Fast forward to today and digital manipulation has gotten totally out of hand. It’s not just blemishes and pimples anymore. Today we shave years off a face and pounds off a body, lengthen necks and make eyes bigger, lips pouty, and change hair color on a whim. Clickity, clickity done.
Color and lighting are now skills that can be mastered in post. With Photoshop plugins like Color Efex Pro 4 you can change the color scheme, lighting and almost anything else you desire.
All that taken together is bad enough, now comes along a product like LayerCake Elements and now the manipulations to the subject are just the beginning. Now you can add trees, grass and flowers. Don’t like the sky? How about nice sunset sky instead? Add a few clouds for dramatic effect. Put the moon over there, add a few stars because we have to pay attention to details. Need a horse? No problem, drag and drop, resize to fit the scene. Done and done.

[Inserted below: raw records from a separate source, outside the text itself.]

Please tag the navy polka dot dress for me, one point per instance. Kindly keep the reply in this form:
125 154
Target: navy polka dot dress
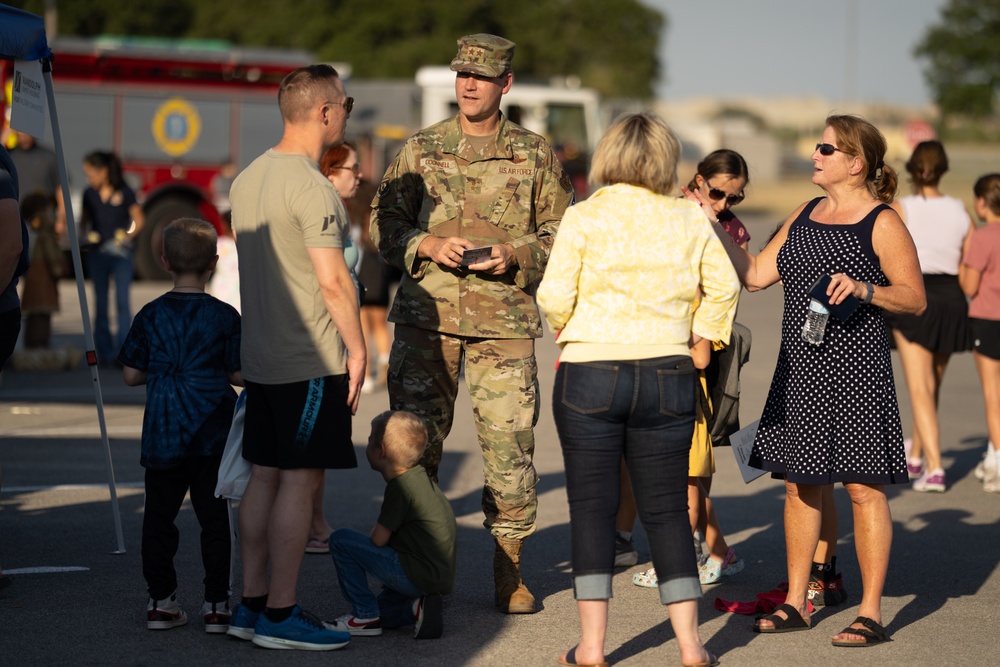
831 413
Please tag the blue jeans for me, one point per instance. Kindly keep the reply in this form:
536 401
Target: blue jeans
645 410
103 266
355 557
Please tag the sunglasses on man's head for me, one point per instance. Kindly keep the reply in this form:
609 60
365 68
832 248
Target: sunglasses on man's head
716 194
828 149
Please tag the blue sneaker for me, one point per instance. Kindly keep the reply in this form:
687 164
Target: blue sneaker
242 622
301 630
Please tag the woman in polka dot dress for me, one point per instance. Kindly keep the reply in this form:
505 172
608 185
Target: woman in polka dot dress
831 414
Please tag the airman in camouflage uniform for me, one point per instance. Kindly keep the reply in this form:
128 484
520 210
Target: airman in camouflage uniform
476 180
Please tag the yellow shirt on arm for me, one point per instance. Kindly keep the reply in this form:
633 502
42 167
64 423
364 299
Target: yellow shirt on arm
625 271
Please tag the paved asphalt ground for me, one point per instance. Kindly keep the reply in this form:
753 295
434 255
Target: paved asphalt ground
75 602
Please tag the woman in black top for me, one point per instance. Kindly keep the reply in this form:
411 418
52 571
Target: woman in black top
112 218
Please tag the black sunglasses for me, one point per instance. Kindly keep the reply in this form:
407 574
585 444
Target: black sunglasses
828 149
716 194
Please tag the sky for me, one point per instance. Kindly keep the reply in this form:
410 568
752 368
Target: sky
772 48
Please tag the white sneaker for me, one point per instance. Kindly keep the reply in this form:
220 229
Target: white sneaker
164 614
359 627
216 616
987 465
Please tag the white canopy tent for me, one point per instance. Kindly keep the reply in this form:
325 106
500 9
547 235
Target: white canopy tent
22 38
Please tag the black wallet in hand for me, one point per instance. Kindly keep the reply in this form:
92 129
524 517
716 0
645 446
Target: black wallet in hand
842 310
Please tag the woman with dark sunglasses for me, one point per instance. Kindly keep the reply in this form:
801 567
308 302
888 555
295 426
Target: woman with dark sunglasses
831 414
721 180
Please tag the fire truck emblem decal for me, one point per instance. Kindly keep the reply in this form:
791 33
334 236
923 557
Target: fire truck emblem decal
176 126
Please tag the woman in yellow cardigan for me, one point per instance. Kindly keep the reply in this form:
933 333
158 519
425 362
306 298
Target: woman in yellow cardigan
620 286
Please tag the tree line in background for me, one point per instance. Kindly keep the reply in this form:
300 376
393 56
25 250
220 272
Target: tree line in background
611 45
962 52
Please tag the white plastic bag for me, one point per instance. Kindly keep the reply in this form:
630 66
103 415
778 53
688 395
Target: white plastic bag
234 471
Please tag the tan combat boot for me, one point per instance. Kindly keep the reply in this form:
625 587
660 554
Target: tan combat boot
512 597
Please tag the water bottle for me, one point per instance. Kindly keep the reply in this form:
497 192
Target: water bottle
815 326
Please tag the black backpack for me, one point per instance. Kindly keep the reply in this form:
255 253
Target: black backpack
723 379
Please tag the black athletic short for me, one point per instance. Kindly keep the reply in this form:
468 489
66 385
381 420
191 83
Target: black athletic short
986 337
299 425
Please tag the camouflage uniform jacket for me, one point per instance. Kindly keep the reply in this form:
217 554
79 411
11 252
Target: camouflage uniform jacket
515 192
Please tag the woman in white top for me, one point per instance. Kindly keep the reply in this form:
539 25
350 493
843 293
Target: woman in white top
940 227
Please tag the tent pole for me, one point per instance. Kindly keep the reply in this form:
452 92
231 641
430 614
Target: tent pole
88 335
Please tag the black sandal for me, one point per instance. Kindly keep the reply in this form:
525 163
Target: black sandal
873 633
793 623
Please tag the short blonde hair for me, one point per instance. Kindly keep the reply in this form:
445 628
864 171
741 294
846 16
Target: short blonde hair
856 136
639 149
402 434
303 89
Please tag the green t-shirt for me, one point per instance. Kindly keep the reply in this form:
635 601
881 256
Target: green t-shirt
423 528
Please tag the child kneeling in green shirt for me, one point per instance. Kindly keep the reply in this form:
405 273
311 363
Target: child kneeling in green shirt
411 550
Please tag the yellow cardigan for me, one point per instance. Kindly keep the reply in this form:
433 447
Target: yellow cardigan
625 271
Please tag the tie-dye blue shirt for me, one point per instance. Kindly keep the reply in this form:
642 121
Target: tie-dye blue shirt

Time, date, and place are now meaningless. It reminds me of the sunset scene in the John Wayne movie Green Berets (1968), supposedly set in Vietnam but featuring the sun setting behind the ocean. Those with a 5th grade understanding of geography know that Vietnam doesn’t have a westward facing ocean view. But that didn’t stop the filmmakers and it doesn’t stop the photographer with LayerCake. You can have a sunset anywhere.
So where does all this stop? Or does it? It’s easy to smirk and wonder if grandpa is having trouble adjusting to the new digital reality but keep in mind I was digitally manipulating images when most of you still had training wheels on your bike. At some point do we in the photography community have to say enough and start asserting ourselves in favor of reality? How will we know when we’ve gone too far?
In some fields that question has already been answered. Like photojournalism, where retouching, even adding a little smoke is a non-starter. You’ll not only get fired, you’ll be vilified and humiliated as a value added bonus. Your career will be over.
But what about the rest of us? Do we owe reality a nod, or is reality merely a canvas for us to paint our vision? Are master photo manipulators actual photographers, or something less?
Where it all ends is with H&M’s new lingerie catalog where the faces of the models are real, but the bodies are computer generated. What do you think is “too far” in digital manipulation?